First time homebuyers currently represent approximately 32% -36% of the housing market, according to various industry experts. That means that approximately 32% – 36% of the home buying public has little if any experience working with mortgage lenders.

To help your first time buyer clients get the best information, service and deal on their first home loan, think about passing along these questions for them to ask their mortgage lender. Some of these questions have “built in” answers but they would be wise to get their own answers.

  1. How much house can I/we afford to buy? The fastest way to find out the answer to that question is for your first-time homebuyer(s) to get pre-approved.   Buyers are not committed to “sign up” with that pre-approving lender if and when they decide to go ahead with the pre-qualifying process for a loan on a specific house. The general rule of thumb suggests that homeowners spend 25% – 30% of their net income on a mortgage.
  2. What kind of loan should I have? There are two types of home loans, a fixed interest loan (payments remain the same over the life of the loan because the interest rate on the loan remains the same) and a variable interest loan (payment amounts of the loan vary or fluctuate over time with interest rate fluctuations). Variable interest loans often start off quite low and then rise in the future. Make sure your first-time buyers ask for advice from the lender as to which type of loan makes the most sense. For example, if the buyer intends to resell the house in the short run, 2-3 years, it may make sense to get a variable interest loan.

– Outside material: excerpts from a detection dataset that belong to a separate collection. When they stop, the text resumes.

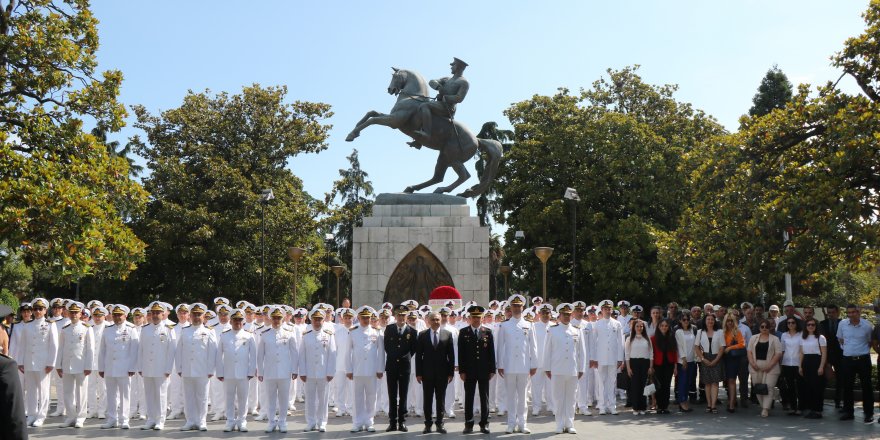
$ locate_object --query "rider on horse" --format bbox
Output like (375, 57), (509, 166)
(410, 57), (470, 148)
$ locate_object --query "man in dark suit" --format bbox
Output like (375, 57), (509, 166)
(458, 306), (495, 434)
(819, 304), (843, 408)
(416, 312), (455, 434)
(384, 304), (418, 432)
(0, 354), (27, 440)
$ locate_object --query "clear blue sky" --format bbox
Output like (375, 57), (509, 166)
(93, 0), (867, 206)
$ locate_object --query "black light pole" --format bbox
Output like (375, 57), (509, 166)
(564, 188), (581, 302)
(260, 189), (275, 304)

  3. Is the lender a mortgage broker or a direct lender? A mortgage broker takes the buyer’s application and shops that loan application with different lenders. A direct lender processes your buyer’s loan application in-house. That lender could, however, shop the loan on the secondary market once the sale of the house closes.
  4. What do monthly payments include? Mortgage payments generally go towards paying the interest on the loan first. Then, over time, payments go towards paying off the principal. The more principal payoff there is, the more equity accrues on the home.

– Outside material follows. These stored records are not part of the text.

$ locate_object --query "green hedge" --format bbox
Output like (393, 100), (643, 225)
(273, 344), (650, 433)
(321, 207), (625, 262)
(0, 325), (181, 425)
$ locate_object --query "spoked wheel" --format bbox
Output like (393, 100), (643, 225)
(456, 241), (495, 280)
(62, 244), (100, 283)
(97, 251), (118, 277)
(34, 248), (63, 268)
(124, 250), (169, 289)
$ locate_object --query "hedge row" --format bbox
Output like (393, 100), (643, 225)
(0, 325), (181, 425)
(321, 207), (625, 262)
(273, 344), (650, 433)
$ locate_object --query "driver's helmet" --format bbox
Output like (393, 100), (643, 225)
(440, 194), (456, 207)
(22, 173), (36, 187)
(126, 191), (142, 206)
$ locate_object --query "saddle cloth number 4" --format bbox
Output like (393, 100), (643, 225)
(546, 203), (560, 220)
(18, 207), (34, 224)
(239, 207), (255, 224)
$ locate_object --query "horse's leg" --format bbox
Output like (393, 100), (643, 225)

  5. Who pays taxes and insurance? Some mortgage payments include taxes and insurance and some don’t. When the mortgage payments do include taxes and insurance, the lender will put those funds into an escrow account specifically to pay those bills from that escrow account.
  6. Will I/we have to pay Private Mortgage Insurance? Yes, if your buyer puts down less than 20% in the down payment. Once the equity in the home reaches 20%, your buyer can eliminate that PMI and reduce her/his/their monthly payments.

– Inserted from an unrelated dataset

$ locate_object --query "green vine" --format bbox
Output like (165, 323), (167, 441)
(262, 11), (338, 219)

  7. What costs do I/we pay at closing? Closing costs often include loan application, appraisal and home inspections fees along with additional miscellaneous charges. Sometimes, the seller will pay closing costs. Ask you real estate agent and ask your lender.
  8. Am I paying (discount) points? Points relate to prepaid interest. The more the buyer pays in prepaid interest, the more the buyer reduces the monthly mortgage payment. Each point equals 1% of the loan amount.
  9. Does the lender charge an initiation or origination fee? This is a fee that covers the lender’s administrative cost to process the loan application. Charges vary from 0% to approximately 1% of the loan’s value. Because mortgage brokers “shop” the loan, this is a key question to ask.
  10. Can your buyer lock in the interest rate? Yes, when the buyer applies for the loan, the buyer can lock in the interest rate if the loan closes on time and if no changes are made to the loan application. Ask.
  11. Is there anything the buyer can do to lower the interest rate on the loan? The buyer can make a bigger down payment.
  12. How long does it take for a loan to close? It usually takes 40-45 days, according to Ellie Mae, a software provider to the residential mortgage industry.
  13. How can the lender guarantee that the buyer’s loan will close on time? The lender usually puts that guarantee onto the borrower. If the buyer does and provides everything needed on time and on schedule, the loan is likely to close on time. “Everything” translates into the buyer providing stable verification (W-2 form, pay stubs, employment history, credit account statements, bank account statistics, tax returns, credit score, etc.) Buyers, ask what is needed and when.